Book-bot.com - read famous books online for free

Something New by P. G. (Pelham Grenville) Wodehouse
page 87 of 333 (26%)
have had indigestion. Therefore, if father had not made a fortune
he would not have bullied her. Practically, in fact, if father
did not bully her he would not be rich. And if he were not rich--

She took in the faded carpet, the stained wall paper and the
soiled curtains with a comprehensive glance. It certainly cut
both ways. She began to be a little ashamed of her misery.

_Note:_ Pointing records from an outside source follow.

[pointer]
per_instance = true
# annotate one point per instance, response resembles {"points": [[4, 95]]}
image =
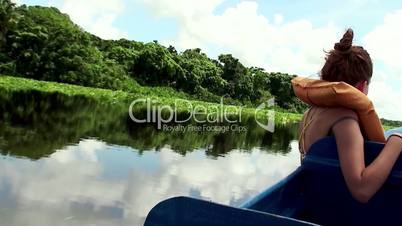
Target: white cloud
{"points": [[279, 45], [96, 16], [293, 47], [383, 44]]}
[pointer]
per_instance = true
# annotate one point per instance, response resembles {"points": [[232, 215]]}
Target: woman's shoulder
{"points": [[340, 112], [333, 111]]}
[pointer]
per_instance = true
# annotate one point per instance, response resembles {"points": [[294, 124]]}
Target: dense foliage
{"points": [[42, 43]]}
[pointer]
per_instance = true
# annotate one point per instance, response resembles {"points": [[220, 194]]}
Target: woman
{"points": [[352, 65]]}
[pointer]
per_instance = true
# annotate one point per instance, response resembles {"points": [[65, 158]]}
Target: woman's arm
{"points": [[363, 182]]}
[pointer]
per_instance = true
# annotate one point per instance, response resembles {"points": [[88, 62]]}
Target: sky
{"points": [[285, 36]]}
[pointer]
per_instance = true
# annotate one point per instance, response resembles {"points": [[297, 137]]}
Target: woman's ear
{"points": [[362, 86]]}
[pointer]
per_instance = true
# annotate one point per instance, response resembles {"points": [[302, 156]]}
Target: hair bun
{"points": [[346, 42]]}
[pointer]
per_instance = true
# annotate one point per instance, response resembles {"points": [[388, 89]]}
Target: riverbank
{"points": [[159, 95]]}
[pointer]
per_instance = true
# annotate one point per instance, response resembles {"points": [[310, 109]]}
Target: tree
{"points": [[8, 18]]}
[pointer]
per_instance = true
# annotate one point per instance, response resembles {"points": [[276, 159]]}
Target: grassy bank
{"points": [[159, 95]]}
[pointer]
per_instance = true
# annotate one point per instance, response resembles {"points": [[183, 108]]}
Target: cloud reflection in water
{"points": [[93, 183]]}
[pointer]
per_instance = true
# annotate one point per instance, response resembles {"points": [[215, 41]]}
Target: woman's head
{"points": [[348, 63]]}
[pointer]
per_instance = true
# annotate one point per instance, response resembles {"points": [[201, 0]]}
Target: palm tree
{"points": [[7, 19]]}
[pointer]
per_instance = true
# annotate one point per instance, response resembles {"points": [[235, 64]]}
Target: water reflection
{"points": [[34, 125], [73, 161], [93, 183]]}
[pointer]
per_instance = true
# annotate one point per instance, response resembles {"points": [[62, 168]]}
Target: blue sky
{"points": [[287, 36]]}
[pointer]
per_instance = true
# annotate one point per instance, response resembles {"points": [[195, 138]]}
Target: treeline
{"points": [[42, 43]]}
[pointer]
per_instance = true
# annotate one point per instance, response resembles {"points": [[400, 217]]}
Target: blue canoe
{"points": [[315, 193]]}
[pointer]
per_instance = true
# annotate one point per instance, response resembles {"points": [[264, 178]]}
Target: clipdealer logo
{"points": [[162, 115]]}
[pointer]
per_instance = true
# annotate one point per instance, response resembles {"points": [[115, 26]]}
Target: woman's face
{"points": [[363, 86]]}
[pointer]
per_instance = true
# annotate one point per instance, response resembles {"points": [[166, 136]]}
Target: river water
{"points": [[72, 161]]}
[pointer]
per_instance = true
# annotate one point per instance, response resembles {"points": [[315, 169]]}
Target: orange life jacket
{"points": [[340, 94]]}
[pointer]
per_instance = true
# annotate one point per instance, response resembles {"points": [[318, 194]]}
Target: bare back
{"points": [[317, 123]]}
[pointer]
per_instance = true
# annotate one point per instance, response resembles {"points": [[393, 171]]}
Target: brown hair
{"points": [[347, 63]]}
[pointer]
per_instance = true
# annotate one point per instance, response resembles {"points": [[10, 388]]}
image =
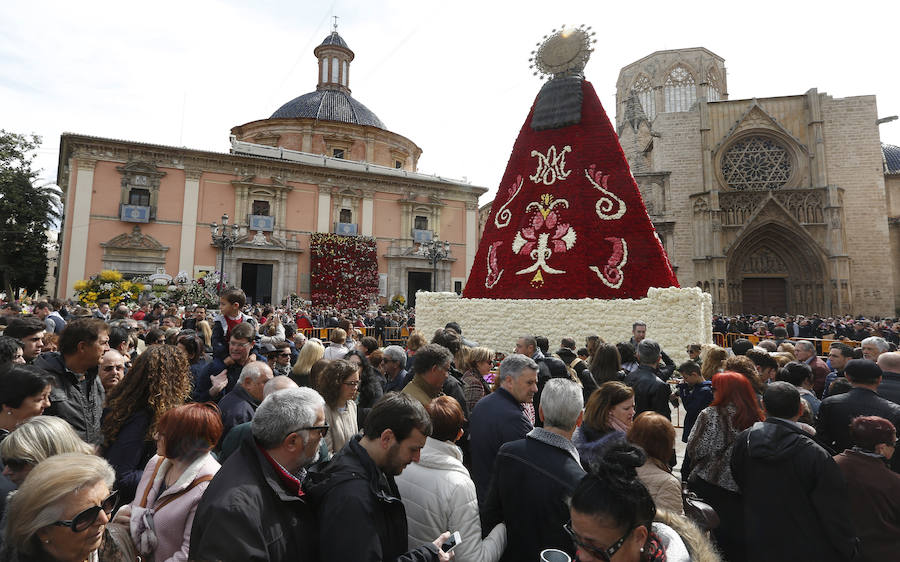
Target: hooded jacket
{"points": [[795, 498], [439, 495], [352, 495]]}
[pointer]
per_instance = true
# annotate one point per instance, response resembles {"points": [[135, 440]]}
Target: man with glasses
{"points": [[220, 376], [533, 477], [393, 365], [254, 508], [431, 367], [360, 514]]}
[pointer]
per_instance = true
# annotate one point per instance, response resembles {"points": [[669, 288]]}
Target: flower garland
{"points": [[108, 286], [343, 270]]}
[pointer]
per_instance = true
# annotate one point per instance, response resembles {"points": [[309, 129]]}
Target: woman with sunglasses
{"points": [[62, 511], [162, 513], [338, 385], [614, 518]]}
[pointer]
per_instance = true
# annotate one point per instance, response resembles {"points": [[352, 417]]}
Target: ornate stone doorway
{"points": [[775, 269]]}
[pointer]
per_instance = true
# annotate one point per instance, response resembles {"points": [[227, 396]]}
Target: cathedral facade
{"points": [[322, 163], [772, 205]]}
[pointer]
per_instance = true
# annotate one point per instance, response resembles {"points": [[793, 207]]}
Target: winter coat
{"points": [[248, 514], [170, 525], [836, 412], [694, 398], [343, 426], [497, 419], [710, 447], [533, 478], [359, 511], [795, 498], [79, 403], [592, 444], [650, 393], [874, 503], [220, 328], [439, 495], [236, 407], [664, 487], [129, 453]]}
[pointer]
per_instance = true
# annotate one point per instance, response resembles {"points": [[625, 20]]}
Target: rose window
{"points": [[757, 163]]}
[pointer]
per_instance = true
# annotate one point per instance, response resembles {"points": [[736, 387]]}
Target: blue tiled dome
{"points": [[328, 105]]}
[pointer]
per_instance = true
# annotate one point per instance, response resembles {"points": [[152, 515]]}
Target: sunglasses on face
{"points": [[88, 517], [602, 554]]}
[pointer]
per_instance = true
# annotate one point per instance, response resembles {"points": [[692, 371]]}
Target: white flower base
{"points": [[674, 317]]}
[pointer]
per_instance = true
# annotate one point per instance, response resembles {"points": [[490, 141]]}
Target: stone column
{"points": [[81, 220], [323, 222], [189, 221], [471, 234]]}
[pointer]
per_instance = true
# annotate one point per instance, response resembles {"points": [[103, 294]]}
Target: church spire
{"points": [[334, 62]]}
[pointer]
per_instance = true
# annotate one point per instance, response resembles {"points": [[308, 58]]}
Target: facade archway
{"points": [[776, 269]]}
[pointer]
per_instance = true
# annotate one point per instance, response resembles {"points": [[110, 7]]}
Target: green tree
{"points": [[27, 209]]}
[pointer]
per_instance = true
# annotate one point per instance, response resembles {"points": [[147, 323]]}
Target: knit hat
{"points": [[568, 220]]}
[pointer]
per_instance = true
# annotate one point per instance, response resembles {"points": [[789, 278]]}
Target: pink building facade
{"points": [[322, 163]]}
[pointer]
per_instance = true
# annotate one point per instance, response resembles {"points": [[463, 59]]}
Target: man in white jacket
{"points": [[438, 490]]}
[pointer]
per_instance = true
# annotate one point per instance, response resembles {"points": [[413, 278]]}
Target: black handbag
{"points": [[698, 511]]}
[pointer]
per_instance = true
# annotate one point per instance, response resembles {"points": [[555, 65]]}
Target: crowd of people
{"points": [[184, 435]]}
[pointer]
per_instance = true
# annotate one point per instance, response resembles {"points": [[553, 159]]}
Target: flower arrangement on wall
{"points": [[109, 287], [343, 270]]}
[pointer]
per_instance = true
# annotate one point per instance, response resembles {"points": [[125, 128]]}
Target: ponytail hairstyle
{"points": [[612, 491]]}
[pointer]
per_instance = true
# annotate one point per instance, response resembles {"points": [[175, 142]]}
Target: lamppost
{"points": [[224, 239], [434, 251]]}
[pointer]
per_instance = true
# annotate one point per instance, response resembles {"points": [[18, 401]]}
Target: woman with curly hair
{"points": [[158, 381], [337, 385], [734, 408]]}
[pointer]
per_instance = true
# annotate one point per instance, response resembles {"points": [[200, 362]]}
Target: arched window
{"points": [[644, 92], [713, 85], [757, 163], [680, 90]]}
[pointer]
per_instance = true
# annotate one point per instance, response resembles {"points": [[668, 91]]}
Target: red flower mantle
{"points": [[343, 270]]}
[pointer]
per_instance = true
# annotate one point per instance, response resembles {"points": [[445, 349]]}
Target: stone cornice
{"points": [[123, 151]]}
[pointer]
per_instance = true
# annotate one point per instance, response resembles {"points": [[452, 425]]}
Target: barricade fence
{"points": [[822, 346], [385, 336]]}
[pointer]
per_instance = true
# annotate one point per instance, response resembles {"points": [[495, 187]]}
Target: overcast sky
{"points": [[451, 76]]}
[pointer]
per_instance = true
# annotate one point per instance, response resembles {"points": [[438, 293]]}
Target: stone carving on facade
{"points": [[763, 261]]}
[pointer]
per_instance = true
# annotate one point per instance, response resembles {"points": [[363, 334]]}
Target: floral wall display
{"points": [[108, 287], [675, 318], [343, 270]]}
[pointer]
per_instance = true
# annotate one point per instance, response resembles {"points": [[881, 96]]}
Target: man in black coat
{"points": [[650, 393], [533, 477], [836, 412], [499, 417], [254, 508], [77, 395], [795, 498], [889, 388], [360, 514]]}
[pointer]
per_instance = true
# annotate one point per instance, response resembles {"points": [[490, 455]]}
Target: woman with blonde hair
{"points": [[62, 511], [713, 362], [158, 381], [607, 417], [338, 385], [311, 352]]}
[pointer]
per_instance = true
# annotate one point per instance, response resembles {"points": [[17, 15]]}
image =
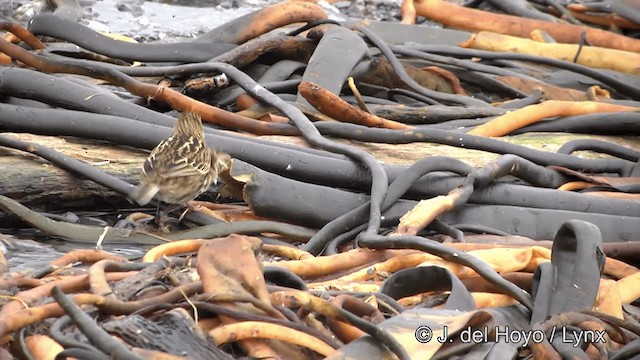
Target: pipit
{"points": [[182, 166]]}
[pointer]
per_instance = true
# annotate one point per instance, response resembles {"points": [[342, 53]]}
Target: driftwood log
{"points": [[38, 184]]}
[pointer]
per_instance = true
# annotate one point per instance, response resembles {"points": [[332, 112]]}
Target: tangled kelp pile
{"points": [[332, 253]]}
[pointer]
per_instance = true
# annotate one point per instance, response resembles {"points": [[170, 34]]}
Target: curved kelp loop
{"points": [[395, 191], [618, 85], [260, 22], [22, 34], [422, 279], [449, 254], [97, 336], [399, 69], [326, 308], [427, 210], [313, 137], [337, 53], [604, 147], [74, 32], [438, 136], [567, 334], [571, 281], [302, 123], [604, 123], [70, 164]]}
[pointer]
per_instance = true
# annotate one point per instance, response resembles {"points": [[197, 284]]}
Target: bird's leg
{"points": [[190, 207], [163, 216]]}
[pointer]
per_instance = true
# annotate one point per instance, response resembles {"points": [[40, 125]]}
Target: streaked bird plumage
{"points": [[182, 166]]}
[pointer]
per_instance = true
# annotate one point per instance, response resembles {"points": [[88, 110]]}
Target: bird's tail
{"points": [[144, 193]]}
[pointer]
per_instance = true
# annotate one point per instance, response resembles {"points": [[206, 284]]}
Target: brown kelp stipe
{"points": [[157, 92], [478, 20], [338, 109]]}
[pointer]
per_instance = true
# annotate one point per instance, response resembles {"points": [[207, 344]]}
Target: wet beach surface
{"points": [[463, 238]]}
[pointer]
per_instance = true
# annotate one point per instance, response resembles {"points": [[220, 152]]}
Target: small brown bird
{"points": [[181, 167]]}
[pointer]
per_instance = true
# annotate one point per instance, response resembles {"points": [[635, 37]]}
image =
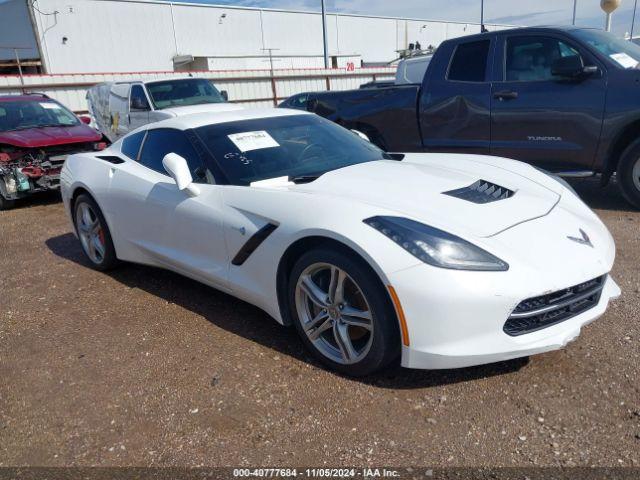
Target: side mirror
{"points": [[361, 135], [177, 167], [140, 104], [568, 67]]}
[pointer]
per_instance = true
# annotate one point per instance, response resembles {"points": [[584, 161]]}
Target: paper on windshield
{"points": [[257, 140], [624, 60]]}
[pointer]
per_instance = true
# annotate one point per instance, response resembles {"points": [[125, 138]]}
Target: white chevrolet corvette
{"points": [[445, 260]]}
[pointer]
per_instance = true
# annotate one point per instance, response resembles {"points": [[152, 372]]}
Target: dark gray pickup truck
{"points": [[564, 99]]}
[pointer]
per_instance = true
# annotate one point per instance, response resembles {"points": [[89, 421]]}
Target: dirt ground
{"points": [[143, 367]]}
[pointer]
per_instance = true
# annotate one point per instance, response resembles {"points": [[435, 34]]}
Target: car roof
{"points": [[25, 98], [523, 30], [195, 120]]}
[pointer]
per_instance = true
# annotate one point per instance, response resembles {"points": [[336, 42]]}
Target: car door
{"points": [[455, 101], [166, 226], [540, 118], [139, 107]]}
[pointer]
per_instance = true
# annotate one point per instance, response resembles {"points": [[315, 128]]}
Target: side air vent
{"points": [[481, 192]]}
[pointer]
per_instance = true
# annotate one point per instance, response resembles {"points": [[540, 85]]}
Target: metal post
{"points": [[633, 20], [324, 36], [274, 91], [15, 51]]}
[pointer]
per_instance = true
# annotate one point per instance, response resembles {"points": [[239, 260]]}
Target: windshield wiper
{"points": [[308, 178]]}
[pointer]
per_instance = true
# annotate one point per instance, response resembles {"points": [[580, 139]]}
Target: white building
{"points": [[83, 36]]}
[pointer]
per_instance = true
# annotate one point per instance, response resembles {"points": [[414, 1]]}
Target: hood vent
{"points": [[481, 192]]}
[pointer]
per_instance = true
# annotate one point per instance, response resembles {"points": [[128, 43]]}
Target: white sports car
{"points": [[445, 260]]}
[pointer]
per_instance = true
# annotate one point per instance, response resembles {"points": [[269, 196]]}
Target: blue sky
{"points": [[521, 12]]}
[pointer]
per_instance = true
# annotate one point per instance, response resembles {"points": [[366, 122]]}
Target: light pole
{"points": [[324, 36], [633, 20]]}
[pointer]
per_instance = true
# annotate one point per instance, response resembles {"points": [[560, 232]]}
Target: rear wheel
{"points": [[342, 313], [94, 234], [628, 174]]}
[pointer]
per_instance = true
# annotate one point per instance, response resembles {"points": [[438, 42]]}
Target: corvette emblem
{"points": [[584, 240]]}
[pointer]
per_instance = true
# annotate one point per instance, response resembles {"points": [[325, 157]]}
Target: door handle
{"points": [[506, 95]]}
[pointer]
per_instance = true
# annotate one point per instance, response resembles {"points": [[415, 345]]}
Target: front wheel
{"points": [[6, 204], [343, 313], [94, 234], [628, 174]]}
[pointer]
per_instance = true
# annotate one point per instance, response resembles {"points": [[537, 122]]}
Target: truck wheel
{"points": [[628, 174], [6, 204]]}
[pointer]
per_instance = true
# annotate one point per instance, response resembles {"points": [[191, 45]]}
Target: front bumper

"It's nothing at all; really," she said. "I think I've been
making rather a fuss about very little."

Joan was relieved. The struggling life breeds moods of
depression, and such a mood had come to her just before Aline's
arrival. Life, at that moment, had seemed to stretch before her
like a dusty, weary road, without hope. She was sick of fighting.
She wanted money and ease, and a surcease from this perpetual
race with the weekly bills. The mood had been the outcome partly
of R. Jones' gentlemanly-veiled insinuations, but still more,
though she did not realize it, of her yesterday's meeting with
Aline.

Mr. Peters might be unguarded in his speech when conversing with
his daughter--he might play the tyrant toward her in many ways;
but he did not stint her in the matter of dress allowance, and,
on the occasion when she met Joan, Aline had been wearing so
Parisian a hat and a tailor-made suit of such obviously expensive
simplicity that green-eyed envy had almost spoiled Joan's
pleasure at meeting this friend of her opulent days.